Khabar al-Āḥād and Ijmāʿ

Imam al-Manṣūr Billāh ʿAbdullāh ibn Ḥamzah (d. 614 AH) discusses in Ṣafwat al-Ikhtiyār fī Uṣūl al-Fiqh whether a solitary report (khabar al-āḥād) can overturn or undermine an established consensus (ijmāʿ).

He relates that his teacher, Shaykh Abū ʿAlī al-Ḥasan ibn Muḥammad al-Raṣṣāṣ (d. 584 AH), held that if ijmāʿ becomes established among the scholars of an age and no disagreement is known, then a later solitary hadith narrating a contrary view does not invalidate that consensus. Shaykh Abū ʿAlī argued that ijmāʿ is known with certainty, whereas khabar al-wāḥid only yields probabilistic knowledge (maḍnūn), so certainty cannot be abandoned for what is merely probable.

As an example, Imam ʿAbdullāh ibn Ḥamzah mentions the claimed ijmāʿ that anything nourishing entering the throat breaks the fast, despite a narration attributed to Abū Ṭalḥah stating that swallowing hail (al-barad) does not break the fast.

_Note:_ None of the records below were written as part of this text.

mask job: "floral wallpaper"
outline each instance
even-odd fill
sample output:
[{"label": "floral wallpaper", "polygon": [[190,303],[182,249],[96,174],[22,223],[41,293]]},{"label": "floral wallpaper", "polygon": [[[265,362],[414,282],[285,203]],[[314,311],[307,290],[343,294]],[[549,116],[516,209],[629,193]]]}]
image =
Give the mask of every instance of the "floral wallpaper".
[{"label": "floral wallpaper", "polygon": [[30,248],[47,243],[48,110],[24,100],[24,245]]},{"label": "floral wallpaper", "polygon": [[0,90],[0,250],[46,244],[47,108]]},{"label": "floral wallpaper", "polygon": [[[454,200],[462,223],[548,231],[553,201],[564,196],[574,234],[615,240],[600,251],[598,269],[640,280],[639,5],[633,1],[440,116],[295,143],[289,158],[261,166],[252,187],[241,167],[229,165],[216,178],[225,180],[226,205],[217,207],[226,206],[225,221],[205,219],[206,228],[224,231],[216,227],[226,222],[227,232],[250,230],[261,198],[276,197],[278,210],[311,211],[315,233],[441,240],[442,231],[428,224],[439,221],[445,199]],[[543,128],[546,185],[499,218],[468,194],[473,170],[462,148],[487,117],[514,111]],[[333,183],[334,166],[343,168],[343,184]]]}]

He then notes that Shaykh Abū ʿAlī adopted this approach and argued for it, using the example as support for the principle that a solitary report does not overturn an established consensus.

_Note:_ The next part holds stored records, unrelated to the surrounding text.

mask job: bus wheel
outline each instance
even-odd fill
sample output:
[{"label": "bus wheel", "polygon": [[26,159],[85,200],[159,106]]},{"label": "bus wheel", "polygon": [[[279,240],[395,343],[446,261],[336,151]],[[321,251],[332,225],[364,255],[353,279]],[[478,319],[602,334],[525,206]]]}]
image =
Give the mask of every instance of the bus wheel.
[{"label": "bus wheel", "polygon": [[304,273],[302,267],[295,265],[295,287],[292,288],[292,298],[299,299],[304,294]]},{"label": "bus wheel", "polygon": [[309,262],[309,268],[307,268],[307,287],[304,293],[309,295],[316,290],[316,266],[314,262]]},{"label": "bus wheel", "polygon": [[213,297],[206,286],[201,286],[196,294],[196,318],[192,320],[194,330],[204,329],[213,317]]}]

Imam ʿAbdullāh ibn Ḥamzah, however, disagreed with his teacher on this point. He maintained that khabar al-āḥād can undermine a claimed ijmāʿ, arguing that even the apparent meaning of the Qurʾān (dhāhir al-kitāb) may at times be specified or departed from on the basis of solitary reports. Therefore, he held that a claimed consensus is not necessarily stronger than a valid khabar al-āḥād.


Source

Ṣafwat al-Ikhtiyār fī Uṣūl al-Fiqh, pp. 248–249, by Imam al-Manṣūr Billāh ʿAbdullāh ibn Ḥamzah (d. 614 AH).